Exposing the service

To expose the service outside of kubernetes cluster follow Using a Service to Expose Your App.

Ingress

Deepfake detection service is using GRPC protocol which can be exposed by some ingress controllers. For example nginx-ingress controller support this. To expose referential-deepfake-detection service via ingress use following configuration:

ingress:
# Deploy ingress object
enabled: true
# Ingress class name
className: "nginx"
annotations:
# Force redirect to SSL
nginx.ingress.kubernetes.io/ssl-redirect: "true"
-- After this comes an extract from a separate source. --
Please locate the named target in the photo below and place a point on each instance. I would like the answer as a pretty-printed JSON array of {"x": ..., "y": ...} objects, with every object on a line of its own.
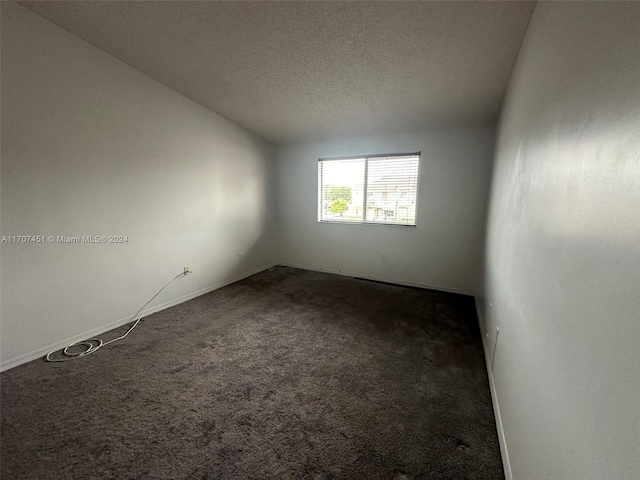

# Tell nginx that backend service use GRPC
nginx.ingress.kubernetes.io/backend-protocol: "GRPC"
hosts:
# Hostnames
- host: referential-deepfake-detection.example.com
paths:
- path: /
pathType: ImplementationSpecific
# Use tls
tls:
# Secret containing TLS certificate
- secretName: referential-deepfake-detection-tls
# TLS hostnames
hosts:
- referential-deepfake-detection.example.com

Use grpcurl to check if everything works as expected. Output of the following command

$ grpcurl --insecure referential-deepfake-detection.example.com:443 grpc.health.v1.Health/Check

should be

{
"status": "SERVING"
}

Uninstalling the Chart

To uninstall/delete the my-release release:

helm delete my-release

The command removes all the Kubernetes components associated with the chart and deletes the release.